Это слово пугает вас? Но почему? Более нежная привязанность, более тесный союз, единство мысли, общее счастье, как и общие страдания, – разве есть во всем этом что-либо чуждое вашей душе? А ведь именно такова любовь, во всяком случае, та, которую вы внушаете и которую я ощущаю. Но прежде всего она, бескорыстно взвешивая наши деяния, умеет судить о них по их истинному достоинству, а не по рыночной ценности. Она – неисчерпаемое сокровище чувствительных душ, и все, содеянное ею или ради нее, становится драгоценным.
Что же страшного в этих истинах, которые так легко уразуметь и так сладостно осуществлять в жизни? И какие же опасения может вызвать у вас чувствительный человек, которому любовь не позволяет и представить себе иного счастья, кроме вашего?

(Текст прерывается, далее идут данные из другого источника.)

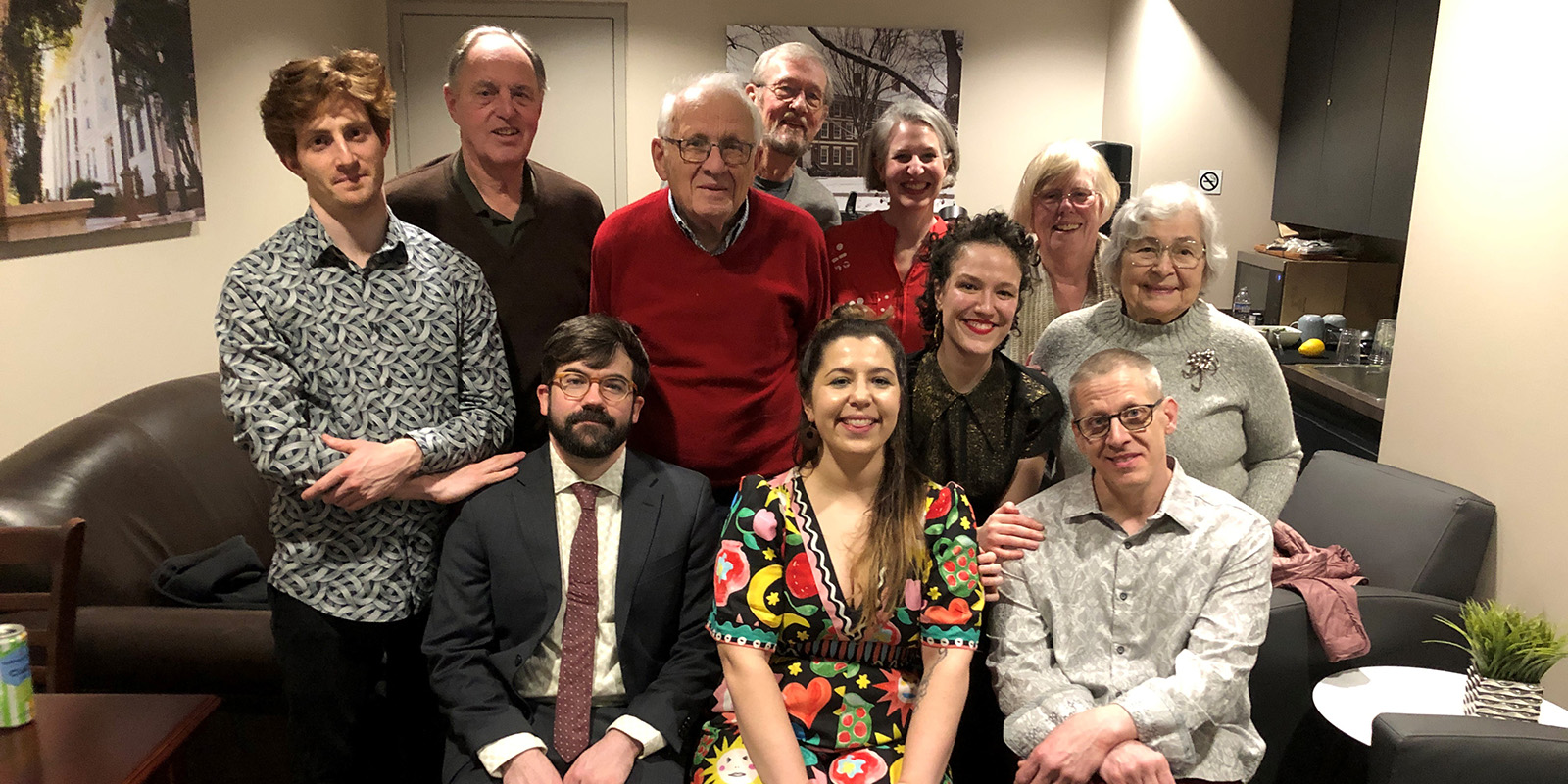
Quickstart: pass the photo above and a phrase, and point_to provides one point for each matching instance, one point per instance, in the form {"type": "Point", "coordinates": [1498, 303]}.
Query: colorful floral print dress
{"type": "Point", "coordinates": [849, 698]}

Ныне это единственное мое желание: чтобы оно исполнилось, я готов пожертвовать всем, исключая чувство, которым оно вызвано, а раздели вы это чувство – и вы станете руководить им по своему усмотрению. Но не допустим же, чтобы оно отдаляло нас друг от друга, когда ему надлежало бы нас соединять. Если предложенная вами дружба не пустое слово, если, как вы мне вчера говорили, это самое нежное из чувств, доступных вашей душе, пусть оно и будет основой нашего соглашения; я не отвергну его власти, но, будучи судьей любви, пусть оно согласится выслушать любовь: отказ здесь был бы несправедливостью, а дружбе несправедливость чужда.